In which Sid and Doris cross the Danube and from Hungary to Serbia and have their passports stamped.
Today we crossed into a part of Serbia that once had a large German population, probably over 5000,000. Some of the road signs in Hungary and Serbia still use the German town names. There are a few Germans left. The Republic of Serbia has a commission to investigate the crimes committed between 1944 and 1948 by Yugulavs against the German population (which had no part in the fighting) at around 100 murder camps in the region. No one has ever been prosecuted. An elderly German woman who was asked to talk about what happened said she could not, she might lose her pension. And before she had never said anything in case she might lose her salary. Germany has come to terms with itself better than Serbia. One reason no one wants to say anything is that families that benefited from the confiscation of German farms and homes might still fear restitution. See ‘The Sixty Year Silence.’
Anyway, Sid and Doris bashed on, initially along the dyke roads making another 92 kilometres going South, loosely in touch with the Danube. Our first stop was at the Mohacs ferry cafe. The Danube still has quite a lot of small ferries and, says Sid, stands to reason we will find a cafe in this otherwise empty quarter.
In Mohacs there are monuments to battles with the Turks, in 1526. Long enough ago that no one has much skin in the game.
The road is long. It is not winding. We see a horse and cart. The game of Eye Spy is soon over. The wind is in our faces. It is very hot. But, good news: road surface pretty decent and traffic light.
Real excitement comes with a proper border crossing from Hungary to Serbia. There is an Out control and an In control where we have our passports properly examined and carefully Stamped.
There is also a map of the route to come, which bodes well for careful surface-selection and way marking by the route setters (we can but hope).
Later we cross the sort of bridge Gerard Brown would pick for an ERA photo, though the mosquitos soon chased us away.

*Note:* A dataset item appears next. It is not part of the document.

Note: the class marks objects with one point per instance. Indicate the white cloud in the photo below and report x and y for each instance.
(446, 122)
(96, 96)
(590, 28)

So on this dull transit day Sid passed the time interviewing “S”, our coach and scientificable advisor on EECC. Extreme Energy Conservation Cycling is a special way of making progress.
Sid: So, “S”, tell us about gear selection.

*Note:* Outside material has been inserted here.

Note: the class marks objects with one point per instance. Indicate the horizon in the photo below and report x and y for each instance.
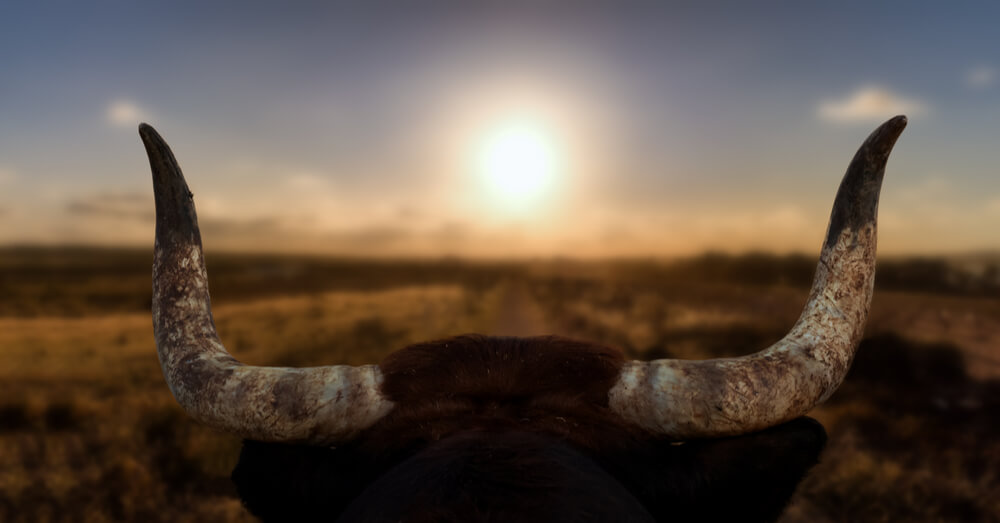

“S”: Be in a gear when when you can spin along. Speed is not really important so long as you can see your way into the hotel before 6PM.
Sid: So, “S”, how should we deal with lactic build up in the muscles?
“S”: You should never put any business in your legs. This is not about training. It is about being able to cycle again tomorrow.
Sid: How can we reduce effort?
“S”: Even the smallest peloton will help. The total effort expended by two will be reduced by about 15% if you take it in turns to draft. Even the one on the front gets a benefit from reduced drag. It is more important at cruising speeds than when going uphill or on farm tracks because drag rises as the square of the speed. So draft each other all the time you have the patience for it. Drafting other people is even better.
Sid: In an EECC world how should we think about day length?
“S”: Different surfaces and slopes will imply different speeds. In an EECC system it is the speed that changes, not the effort, which is kept low. The energy required for 22kph on a good road, will translate into 16kph uphill and as little as 8kph on a really wretched farm track. Time is measured in bottom and upper spine tolerance. So no day must involve more than 6 moving hours. So a day may give 120 kilometres or 48. Head winds can knock these back. No cyclist has ever reported a tailwind.
And so Sid, Doris and “S” come into Sombor, once a German centre. But then also Turkish and Austrian. They all brew beer, so Dva piva, molim vas. We ordered the local specialities “so, Sir, are you sure your wife wants to eat pastry-wrapped horse’s pizzle?”